# 4 days post-surgery and feeling fantastic!



## LizLemonade (Jan 4, 2013)

Hi all,

This is actually my first post on these boards.  I had been lurking for a while as I was diagnosed with Graves' in September and while I had clearly been symptomatic for a while, the officially diagnosis freaked me out as I had no idea what to expect. I should be honest that I read a bunch of stuff here about Graves' and RAI and TT and Synthroid and Armour and, well, kind of panicked. There's a *lot* of negativity! I stopped reading anything on the internet that wasn't from a legit medical source (NIH, Mayo) to calm my nerves, and chalked the negativity up to the fact that more people are likely to post something if they're having problems than if everything's going great. Which is why I'm here today - I want to encourage anyone going into thyroid surgery that it CAN be great. So here's my story. (Oh, if it helps, I'm a 32y.o. female and the only other health problems I was dealing with before the Graves' were asthma, depression -enormously helped with Wellbutrin- and mild psoriasis.)

As I said, I was diagnosed with Graves' in September once I really couldn't be in denial about my out-of-control symptoms any longer - I was sweating like a crazy person, having heart palpitations nonstop, constantly nauseated and throwing up in the most inopportune times and places, experiencing constant mood swings, out of breath all the time - there was obviously something wrong. Looking back, I clearly had been dealing with Graves' for many years without realizing it. (I had a lot of "oh, THAT'S what that was" moments after diagnosis.) So... put that lesson in the checkbox of "everyone should get annual bloodwork, no excuses." I'm convinced that the fact that I waited so long to get diagnosed is part of the reason that my Graves' was so out of control and couldn't be resolved by medication alone, (I was taking 40mg of methimazole a day and it took until last month for my T3 and T4 to enter the top of the normal zone while my TSH was still really low), so I was given the choice between the RAI and TT. After reading every possible detail of both, I opted for the TT. (There are a bunch of reasons why which I won't get into here, but I'd be happy to elaborate if anyone's interested.)
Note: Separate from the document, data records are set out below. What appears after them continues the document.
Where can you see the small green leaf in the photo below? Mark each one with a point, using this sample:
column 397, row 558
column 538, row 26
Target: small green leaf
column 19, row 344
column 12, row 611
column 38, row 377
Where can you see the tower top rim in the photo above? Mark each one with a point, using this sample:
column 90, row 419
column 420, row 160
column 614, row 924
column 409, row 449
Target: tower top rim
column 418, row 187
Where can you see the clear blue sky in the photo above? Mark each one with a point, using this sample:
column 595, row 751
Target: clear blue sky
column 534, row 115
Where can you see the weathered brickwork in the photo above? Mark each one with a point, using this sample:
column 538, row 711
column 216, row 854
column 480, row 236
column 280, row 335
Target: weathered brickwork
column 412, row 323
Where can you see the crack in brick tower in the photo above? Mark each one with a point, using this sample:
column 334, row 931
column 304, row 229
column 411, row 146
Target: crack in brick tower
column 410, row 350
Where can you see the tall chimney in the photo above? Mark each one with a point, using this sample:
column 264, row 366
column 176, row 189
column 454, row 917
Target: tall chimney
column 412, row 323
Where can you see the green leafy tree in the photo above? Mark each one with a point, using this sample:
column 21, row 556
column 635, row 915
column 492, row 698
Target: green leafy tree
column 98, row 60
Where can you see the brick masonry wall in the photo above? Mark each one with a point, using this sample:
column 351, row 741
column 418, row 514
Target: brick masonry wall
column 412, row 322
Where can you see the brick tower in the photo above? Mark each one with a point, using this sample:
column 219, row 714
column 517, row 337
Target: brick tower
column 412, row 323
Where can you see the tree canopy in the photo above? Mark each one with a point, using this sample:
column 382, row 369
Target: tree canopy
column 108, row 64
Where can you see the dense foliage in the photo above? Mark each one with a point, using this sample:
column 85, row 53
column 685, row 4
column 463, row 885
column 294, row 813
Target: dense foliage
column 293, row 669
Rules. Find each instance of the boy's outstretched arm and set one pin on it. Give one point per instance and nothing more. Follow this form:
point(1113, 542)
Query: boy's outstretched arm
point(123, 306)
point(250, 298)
So I scheduled my TT and had it this past Monday, 3-25 - it's Friday now. I'm lucky to live in New York City so I knew it wouldn't be a problem to find a qualified surgeon, and as I've been very happy with my endo at Mt. Sinai (and substitute endo while my first one was on maternity leave), I opted for their recommendation to have the surgery with Dr. Randall Owen at Mt. Sinai. When I met with Dr. Owen I was immediately put at ease. I think he could tell that I had done my research so he explained everything using medical terminology - I never felt like he was talking down to me, which was great as that's my biggest pet peeve when it comes to doctors. My biggest concern came from the fact that I'm a singer and had read about a wide variety of results in terms of vocal control and hoarseness, and he explained every aspect of how those nerves come into play during the surgery and what he'd do for me specifically to mitigate any vocal damage (the biggest thing being a larger incision). Because he said he'd done 1000+ of this specific surgery, I didn't have any concerns about accidental surgical mishap and knew I was in great hands.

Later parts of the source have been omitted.